Hi Andrew, in case your interested, :roll: there's another one of these beauties on eBay at the moment (OK, "beauty is in the eye of the boardholder" as I read somewhere). It's at - :arrow: 
http://cgi.ebay.co.uk/ws/eBayISAPI.dll?ViewItem&category=13874&item=6112266506&rd=1

Mike.


----------



## bugbear (9 Aug 2004)

Do you think the unusual grain direction in the tote is deliberate?

BugBear


----------



## Anonymous (9 Aug 2004)

bugbear":1rjdd8y9 said:


> Do you think the unusual grain direction in the tote is deliberate?
> 
> BugBear



Hi Bugbear........No. Looks like just a fluke.

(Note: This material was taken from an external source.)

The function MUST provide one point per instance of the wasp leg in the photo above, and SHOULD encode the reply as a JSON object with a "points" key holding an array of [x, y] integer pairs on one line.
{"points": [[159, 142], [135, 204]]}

I have 2 of these and both have the grain in their totes running parralel to the sole.

Mike.


----------



## llangatwgnedd (26 Aug 2004)

Blimey,
they sure keep their value

http://cgi.ebay.co.uk/ws/eBayISAPI.dll? ... RK:MEWA:IT


----------



## Anonymous (26 Aug 2004)

Sawdust Producer":3bpuxd2z said:


> Blimey,
> they sure keep their value
> 
> http://cgi.ebay.co.uk/ws/eBayISAPI.dll? ... RK:MEWA:IT



They're a good investment if you you find one mint for under £200, and keep it that way. The only thing is, if you like it, you start looking for another one for using. Ouch! Another couple of hundred quid. Oh well, look at it as another contribution to the pension fund. They can always be sold on eBay on retirement.


----------